A princípio, o projeto era composto por uma só pessoa, mas chegou a contar com mais de 30 alunos de diferentes faixas etárias e ultrapassou os limites da escola nas edições seguintes. Com o jornal, nasceu a conta no Instagram e coberturas de eventos internos e externos. O Folha do ADÊ passou a não só tratar de assuntos da escola, mas também compartilhar curiosidades e acontecimentos da região, o que trouxe uma visibilidade ainda maior para a iniciativa. “Eu não pensei que fosse dar essa repercussão toda”, destacou Mário.

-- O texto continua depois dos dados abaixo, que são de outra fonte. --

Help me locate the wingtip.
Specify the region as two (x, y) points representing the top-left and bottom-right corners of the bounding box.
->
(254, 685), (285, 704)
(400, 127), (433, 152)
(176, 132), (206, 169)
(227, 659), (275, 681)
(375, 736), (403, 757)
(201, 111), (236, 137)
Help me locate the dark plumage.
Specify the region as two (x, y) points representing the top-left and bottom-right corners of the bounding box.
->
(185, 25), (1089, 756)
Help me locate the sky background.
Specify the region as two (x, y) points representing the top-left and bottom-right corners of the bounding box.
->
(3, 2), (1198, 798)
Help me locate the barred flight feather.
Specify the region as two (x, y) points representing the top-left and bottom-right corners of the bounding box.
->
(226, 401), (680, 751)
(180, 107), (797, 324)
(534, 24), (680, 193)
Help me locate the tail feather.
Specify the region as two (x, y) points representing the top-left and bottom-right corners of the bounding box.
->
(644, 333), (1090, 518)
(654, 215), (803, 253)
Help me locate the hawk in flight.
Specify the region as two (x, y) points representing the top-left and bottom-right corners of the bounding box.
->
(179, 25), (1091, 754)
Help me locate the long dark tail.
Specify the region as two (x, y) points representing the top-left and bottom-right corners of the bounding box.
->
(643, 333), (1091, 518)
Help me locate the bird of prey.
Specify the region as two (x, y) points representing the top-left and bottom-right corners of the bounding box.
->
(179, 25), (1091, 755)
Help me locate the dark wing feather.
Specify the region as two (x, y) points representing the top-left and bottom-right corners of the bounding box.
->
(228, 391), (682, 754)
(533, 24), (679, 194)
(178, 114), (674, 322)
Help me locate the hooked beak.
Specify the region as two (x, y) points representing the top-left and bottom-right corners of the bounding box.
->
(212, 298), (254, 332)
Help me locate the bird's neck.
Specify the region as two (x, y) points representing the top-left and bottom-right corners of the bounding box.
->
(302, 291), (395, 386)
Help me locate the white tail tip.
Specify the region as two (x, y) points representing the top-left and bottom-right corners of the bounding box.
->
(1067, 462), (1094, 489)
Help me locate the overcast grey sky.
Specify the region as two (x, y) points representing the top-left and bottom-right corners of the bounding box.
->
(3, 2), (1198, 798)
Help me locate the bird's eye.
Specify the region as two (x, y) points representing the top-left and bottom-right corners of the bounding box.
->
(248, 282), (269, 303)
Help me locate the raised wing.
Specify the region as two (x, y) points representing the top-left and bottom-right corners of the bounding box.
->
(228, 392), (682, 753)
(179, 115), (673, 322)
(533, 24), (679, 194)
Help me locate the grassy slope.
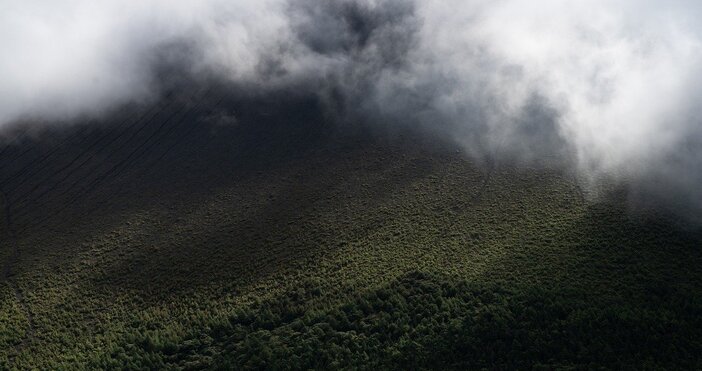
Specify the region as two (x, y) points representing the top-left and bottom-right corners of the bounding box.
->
(1, 92), (702, 369)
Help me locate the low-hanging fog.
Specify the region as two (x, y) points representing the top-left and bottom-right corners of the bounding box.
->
(2, 0), (702, 222)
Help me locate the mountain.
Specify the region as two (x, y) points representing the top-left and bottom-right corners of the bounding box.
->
(1, 86), (702, 369)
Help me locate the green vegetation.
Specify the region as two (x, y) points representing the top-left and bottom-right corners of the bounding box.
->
(157, 271), (702, 370)
(1, 109), (701, 369)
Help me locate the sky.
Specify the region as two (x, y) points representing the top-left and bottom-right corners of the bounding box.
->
(2, 0), (702, 222)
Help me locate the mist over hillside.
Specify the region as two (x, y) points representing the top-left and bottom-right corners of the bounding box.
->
(3, 0), (702, 223)
(2, 85), (702, 368)
(3, 1), (702, 369)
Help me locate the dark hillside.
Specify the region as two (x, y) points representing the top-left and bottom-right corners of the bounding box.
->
(1, 88), (702, 369)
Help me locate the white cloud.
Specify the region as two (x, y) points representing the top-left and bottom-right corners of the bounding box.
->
(3, 0), (702, 219)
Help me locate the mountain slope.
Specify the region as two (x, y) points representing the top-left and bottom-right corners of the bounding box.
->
(1, 89), (701, 369)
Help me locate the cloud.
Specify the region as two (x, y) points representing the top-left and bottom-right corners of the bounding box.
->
(2, 0), (702, 221)
(408, 0), (702, 219)
(0, 0), (293, 124)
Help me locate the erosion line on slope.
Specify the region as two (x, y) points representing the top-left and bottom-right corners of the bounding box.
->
(7, 92), (177, 203)
(0, 127), (90, 190)
(18, 88), (214, 232)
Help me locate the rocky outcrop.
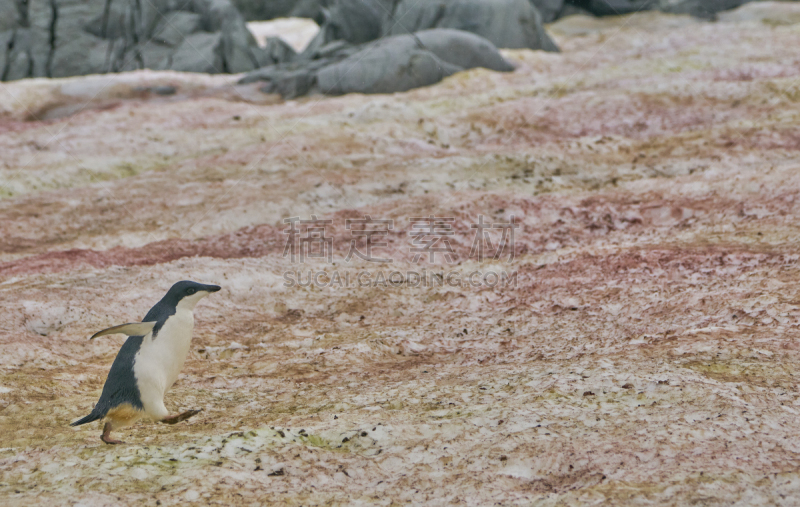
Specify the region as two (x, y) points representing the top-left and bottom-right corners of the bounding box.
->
(236, 0), (548, 98)
(566, 0), (760, 19)
(239, 28), (513, 98)
(315, 0), (390, 45)
(238, 0), (561, 52)
(229, 0), (296, 21)
(233, 0), (556, 99)
(231, 0), (327, 22)
(317, 29), (514, 95)
(566, 0), (657, 16)
(658, 0), (750, 19)
(0, 0), (269, 81)
(238, 54), (338, 98)
(295, 0), (390, 62)
(386, 0), (559, 51)
(232, 0), (567, 25)
(230, 0), (783, 30)
(533, 0), (567, 22)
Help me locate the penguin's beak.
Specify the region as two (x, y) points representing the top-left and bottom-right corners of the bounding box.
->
(204, 284), (221, 293)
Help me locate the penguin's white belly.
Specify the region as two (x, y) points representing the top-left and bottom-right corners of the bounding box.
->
(133, 309), (194, 420)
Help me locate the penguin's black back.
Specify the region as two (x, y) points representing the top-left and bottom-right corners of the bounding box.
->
(70, 334), (146, 425)
(141, 289), (178, 338)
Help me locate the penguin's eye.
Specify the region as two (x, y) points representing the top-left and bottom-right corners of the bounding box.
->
(186, 288), (197, 295)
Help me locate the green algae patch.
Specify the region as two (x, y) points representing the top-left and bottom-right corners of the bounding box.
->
(424, 405), (474, 421)
(0, 426), (377, 497)
(0, 157), (173, 200)
(682, 359), (790, 387)
(298, 433), (332, 449)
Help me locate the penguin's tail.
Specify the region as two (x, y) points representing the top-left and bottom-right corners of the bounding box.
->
(70, 412), (102, 427)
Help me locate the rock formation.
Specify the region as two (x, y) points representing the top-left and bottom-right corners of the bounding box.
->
(239, 29), (514, 98)
(317, 29), (515, 96)
(566, 0), (758, 18)
(229, 0), (773, 24)
(386, 0), (559, 51)
(238, 0), (556, 98)
(533, 0), (568, 22)
(0, 0), (269, 81)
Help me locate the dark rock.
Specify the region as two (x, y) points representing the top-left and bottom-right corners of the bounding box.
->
(386, 0), (559, 51)
(1, 0), (270, 81)
(238, 38), (353, 85)
(298, 36), (359, 63)
(0, 1), (20, 31)
(570, 0), (657, 16)
(171, 32), (225, 73)
(310, 40), (356, 60)
(533, 0), (566, 23)
(259, 67), (317, 98)
(255, 36), (297, 67)
(658, 0), (750, 19)
(299, 0), (389, 59)
(151, 12), (203, 47)
(556, 4), (593, 18)
(26, 0), (52, 78)
(230, 0), (296, 21)
(323, 0), (388, 44)
(318, 29), (513, 96)
(0, 30), (13, 80)
(239, 48), (350, 98)
(565, 0), (756, 18)
(319, 47), (462, 96)
(289, 0), (326, 23)
(53, 0), (133, 76)
(5, 31), (33, 81)
(199, 0), (266, 73)
(240, 61), (309, 85)
(51, 34), (120, 78)
(298, 25), (337, 61)
(413, 29), (515, 72)
(241, 28), (513, 99)
(132, 84), (177, 95)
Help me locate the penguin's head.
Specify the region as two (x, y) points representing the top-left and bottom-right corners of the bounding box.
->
(164, 280), (221, 310)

Após minha formatura, em 2022, o projeto deu sequência sob liderança da aluna Myrla Figueiredo, de 18 anos, em conjunto com Ingrid Brito, hoje com 15 anos, aluna do nono ano. Dado o tamanho do reconhecimento, o Folha do ADÊ se tornou a imprensa escolar oficial da Diretoria de Ensino Região Sul 3 e ficou responsável pela cobertura e divulgação de eventos promovidos pelo órgão. O jornal está hoje na sua sétima edição, conta com mais de 700 seguidores no Instagram e tem cerca de 15 participantes. A publicação também foi tema de uma matéria na revista Porvir, participou da série “Idade da Mídia”, da Globoplay e foi mencionada no podcast Rádio Escafandro, do jornalista Tomás Chiaverini. “Eu espero que ‘o Folha’ nunca acabe, porque tomou uma proporção muito grande e eu vejo que é um projeto que faz bem para a escola também. Eu ficaria triste se acabasse” – afirmou Ingrid, atual líder da imprensa jovem.

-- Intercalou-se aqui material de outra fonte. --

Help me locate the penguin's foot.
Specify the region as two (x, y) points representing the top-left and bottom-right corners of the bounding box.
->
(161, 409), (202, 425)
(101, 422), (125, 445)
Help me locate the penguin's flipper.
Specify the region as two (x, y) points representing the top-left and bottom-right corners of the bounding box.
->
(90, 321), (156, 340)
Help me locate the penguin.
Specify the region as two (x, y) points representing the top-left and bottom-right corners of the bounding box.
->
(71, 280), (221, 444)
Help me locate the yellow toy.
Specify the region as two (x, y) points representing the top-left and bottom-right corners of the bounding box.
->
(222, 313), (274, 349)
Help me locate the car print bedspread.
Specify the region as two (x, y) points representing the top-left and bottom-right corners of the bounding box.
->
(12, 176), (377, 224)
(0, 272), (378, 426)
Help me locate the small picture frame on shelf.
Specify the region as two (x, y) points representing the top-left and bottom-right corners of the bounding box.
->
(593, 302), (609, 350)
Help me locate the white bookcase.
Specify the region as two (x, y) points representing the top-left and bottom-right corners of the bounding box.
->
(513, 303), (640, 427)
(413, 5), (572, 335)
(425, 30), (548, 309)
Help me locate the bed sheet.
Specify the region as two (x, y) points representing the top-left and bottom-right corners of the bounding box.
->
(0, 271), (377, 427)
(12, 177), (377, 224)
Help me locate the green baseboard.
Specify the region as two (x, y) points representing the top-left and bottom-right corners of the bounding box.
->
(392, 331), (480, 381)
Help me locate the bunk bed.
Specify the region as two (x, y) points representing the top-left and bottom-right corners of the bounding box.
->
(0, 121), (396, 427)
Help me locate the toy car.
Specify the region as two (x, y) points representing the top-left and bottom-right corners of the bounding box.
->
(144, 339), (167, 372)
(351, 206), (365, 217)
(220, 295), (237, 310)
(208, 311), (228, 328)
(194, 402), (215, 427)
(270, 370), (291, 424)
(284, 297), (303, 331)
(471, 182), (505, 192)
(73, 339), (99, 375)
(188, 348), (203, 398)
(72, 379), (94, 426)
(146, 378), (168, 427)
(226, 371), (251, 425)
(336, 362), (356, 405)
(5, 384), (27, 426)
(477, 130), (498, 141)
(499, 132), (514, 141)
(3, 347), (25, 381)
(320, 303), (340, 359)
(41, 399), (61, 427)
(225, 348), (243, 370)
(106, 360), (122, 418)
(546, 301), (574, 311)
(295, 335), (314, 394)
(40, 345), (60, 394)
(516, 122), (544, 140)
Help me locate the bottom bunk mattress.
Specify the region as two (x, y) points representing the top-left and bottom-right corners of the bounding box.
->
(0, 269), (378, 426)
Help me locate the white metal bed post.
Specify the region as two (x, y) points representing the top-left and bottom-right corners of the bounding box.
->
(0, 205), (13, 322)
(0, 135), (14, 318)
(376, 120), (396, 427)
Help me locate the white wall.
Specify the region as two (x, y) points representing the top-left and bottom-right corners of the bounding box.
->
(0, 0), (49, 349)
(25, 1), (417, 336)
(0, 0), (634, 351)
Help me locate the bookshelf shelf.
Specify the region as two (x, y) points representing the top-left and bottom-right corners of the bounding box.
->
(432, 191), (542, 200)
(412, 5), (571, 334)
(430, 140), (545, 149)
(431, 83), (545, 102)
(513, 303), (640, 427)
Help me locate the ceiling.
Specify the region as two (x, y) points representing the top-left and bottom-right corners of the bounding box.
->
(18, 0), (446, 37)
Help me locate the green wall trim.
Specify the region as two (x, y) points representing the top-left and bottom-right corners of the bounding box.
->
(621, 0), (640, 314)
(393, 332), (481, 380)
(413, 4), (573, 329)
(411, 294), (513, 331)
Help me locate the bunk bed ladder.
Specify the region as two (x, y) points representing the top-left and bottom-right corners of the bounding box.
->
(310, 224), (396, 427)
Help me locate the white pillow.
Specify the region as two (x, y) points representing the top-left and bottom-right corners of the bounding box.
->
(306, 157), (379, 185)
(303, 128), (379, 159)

A imprensa independente no Grajaú
Há alguns anos, o jornalismo independente vem ganhando forças no Grajaú. O “Grajaú Tem”, uma das publicações locais mais conhecidas da região, conta com 384 mil seguidores no Facebook e quase 70 mil no Instagram. O destaque também é válido para a Revista Grajaú, que conta com seu próprio portal e acumula pouco mais de 1.300 seguidores.
Para Renan Sukevicius, de 30 anos, grajauense, apresentador do BandNews São Paulo Segunda Edição e autor do livro “Quase Verão”, o que pode explicar o fenômeno da “imprensa glocal” na região é o fato da cidade estar superpopulosa e o jornalismo tradicional não conseguir abranger todos os locais: “É desafiador fazer jornalismo local numa cidade como São Paulo, com mais de 12 milhões de habitantes, números de um país, com distritos que têm o tamanho de cidades médias. Muitos assuntos importantes acabam ficando de fora. É compreensível que as pessoas queiram saber o que está acontecendo agora na sua própria rua ou na rua principal do bairro, e não na principal e mais movimentada via da cidade”, indica Renan.

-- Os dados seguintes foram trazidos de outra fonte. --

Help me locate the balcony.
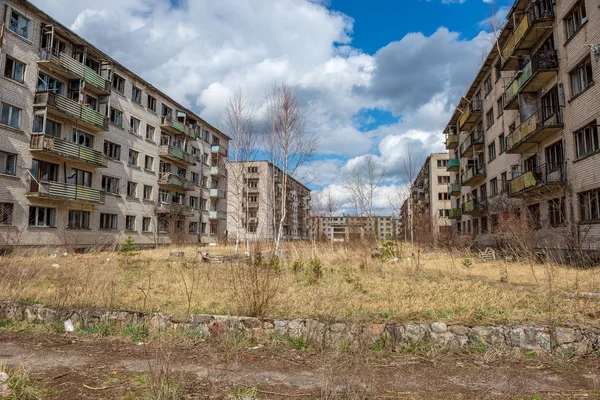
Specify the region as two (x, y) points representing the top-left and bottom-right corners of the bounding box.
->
(158, 145), (196, 166)
(505, 107), (563, 154)
(38, 51), (111, 94)
(156, 202), (193, 215)
(445, 135), (458, 150)
(246, 201), (259, 209)
(161, 116), (191, 136)
(30, 134), (108, 167)
(245, 187), (260, 194)
(459, 131), (484, 158)
(508, 163), (566, 198)
(501, 1), (555, 71)
(210, 165), (228, 177)
(28, 181), (104, 204)
(211, 145), (227, 157)
(158, 173), (194, 191)
(461, 165), (486, 186)
(462, 198), (487, 217)
(210, 189), (226, 199)
(448, 183), (461, 196)
(209, 211), (227, 220)
(449, 208), (462, 219)
(447, 158), (460, 172)
(34, 92), (108, 132)
(458, 100), (483, 131)
(503, 49), (559, 110)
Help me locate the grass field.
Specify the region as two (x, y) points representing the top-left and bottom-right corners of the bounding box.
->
(0, 242), (598, 325)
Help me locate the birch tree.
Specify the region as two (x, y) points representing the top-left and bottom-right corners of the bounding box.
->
(264, 83), (317, 254)
(224, 88), (255, 254)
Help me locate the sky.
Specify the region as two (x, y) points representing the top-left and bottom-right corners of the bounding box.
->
(30, 0), (510, 215)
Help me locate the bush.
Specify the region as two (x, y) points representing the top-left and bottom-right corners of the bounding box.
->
(230, 256), (280, 317)
(305, 258), (323, 285)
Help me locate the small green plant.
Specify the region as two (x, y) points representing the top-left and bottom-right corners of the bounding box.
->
(122, 324), (149, 342)
(120, 236), (139, 255)
(1, 363), (53, 399)
(381, 237), (396, 258)
(78, 323), (114, 338)
(370, 334), (391, 352)
(522, 349), (537, 359)
(286, 335), (306, 350)
(467, 341), (489, 355)
(305, 258), (323, 285)
(461, 257), (474, 269)
(292, 260), (305, 274)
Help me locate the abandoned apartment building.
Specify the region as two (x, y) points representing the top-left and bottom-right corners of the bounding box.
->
(226, 161), (312, 242)
(0, 0), (230, 248)
(436, 0), (600, 258)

Para o jornalista, outras narrativas permitem que territórios periféricos tratem de outros temas que não só a violência urbana, pela qual as periferias são majoritariamente retratadas na imprensa. “Num olhar de fora, historicamente, é como se as regiões mais centralizadas fossem mais diversas e tivessem mais complexidades a serem exploradas e, à periferia, cabem os casos de crimes ou de fatos extremamente excepcionais. Quem vive na periferia sabe que não. E talvez o jornalismo hiperlocal, olhando tudo mais de perto, reforce esse olhar diverso”.